AUSTIN, TEXAS (AP) - “Drinking Buddies” is a comedy about blurring the line between work friendship and budding romance. And when you work in a brewery _ and partake of your product as often as you can _ that line gets even blurrier.
Writer/director Joe Swanberg premiered his movie Saturday night at the South By Southwest film festival. Known for indie flicks with minuscule budgets, he brought his eighth film to the Austin gathering. It’s also easily the biggest production, with a cast featuring Olivia Wilde, Anna Kendrick, Jake Johnson and Ron Livingston.
Walking the red carpet, Swanberg said he didn’t feel extra pressure despite the more-lavish production.
“The film grew to its size really organically,” he said. “There wasn’t a concerted effort to make something bigger; it’s just that this was a story that I wanted to tell and then, as the actors came on board, the budget grew.”
Though the plot was scripted, Swanberg had the actors improvise their dialogue so that the audience could “see real people coming through.”
“You’re not watching famous Hollywood actors playing roles, what you’re seeing is their personalities shining through,” he said. “They’re still playing characters, but they’re bringing a lot of themselves into it.”
Wilde said she so relished making her lines up as she went along that “Drinking Buddies is the highlight of her career so far.
“It’s the thing I’m most proud of,” she said. “I feel that I devoted myself to this in a way I’ve never done. Improvising the entire film meant that I was constantly creating.”
Wilde and Jake Johnson of TV’s “New Girl” play colleagues at a Chicago brewery whose close friendship teeters on turning into something more _ even though both are in relationships with other people.

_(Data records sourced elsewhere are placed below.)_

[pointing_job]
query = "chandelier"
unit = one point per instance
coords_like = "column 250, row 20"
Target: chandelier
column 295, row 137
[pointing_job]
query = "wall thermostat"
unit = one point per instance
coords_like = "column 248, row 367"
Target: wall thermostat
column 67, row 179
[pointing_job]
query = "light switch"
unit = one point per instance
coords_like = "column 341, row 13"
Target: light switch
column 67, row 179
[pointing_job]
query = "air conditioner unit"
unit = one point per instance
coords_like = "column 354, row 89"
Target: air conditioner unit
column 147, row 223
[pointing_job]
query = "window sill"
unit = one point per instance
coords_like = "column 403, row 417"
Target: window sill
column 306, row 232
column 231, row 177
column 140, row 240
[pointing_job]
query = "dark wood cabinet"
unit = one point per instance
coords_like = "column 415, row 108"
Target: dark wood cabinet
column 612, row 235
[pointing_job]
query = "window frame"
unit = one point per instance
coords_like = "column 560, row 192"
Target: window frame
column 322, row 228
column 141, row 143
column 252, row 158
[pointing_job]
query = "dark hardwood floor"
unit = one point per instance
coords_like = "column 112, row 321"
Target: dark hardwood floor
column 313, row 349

Kendrick, who garnered an Oscar nomination for best supporting actress for “Up in the Air” and also starred in “Pitch Perfect” and “50/50,” plays Johnson’s girlfriend. Livingston, of “Office Space” fame is involved with Wilde. But another star of the movie is beer, with bottles and glasses and plastic cups of it being swigged from copiously throughout.
The movie features few characters _ though Swanberg himself makes a cameo _ and the dialogue they share often feels spontaneous. That left a packed-house crowd at the Texas capital’s stately Paramount Theatre laughing early and often on the festival’s second night.
“It’s a different muscle,” Livingston said of improvising. He added of Swanberg: “He’ll go without a net. He’s not afraid to change the story as we go.”
Johnson said he came of age improvising on stage and continues to do so at times on his television show.
“Joe knew what he wanted so it wasn’t free form,” Johnson said. “It was very disciplined improv.”
Swanberg lives in Chicago and filmed on-location at breweries there. An avid home-brewer, he said he picked up more than a few choice tips during shooting.
“Making a movie in a brewery,” Swanberg said, “that’s about the greatest thing I could imagine.”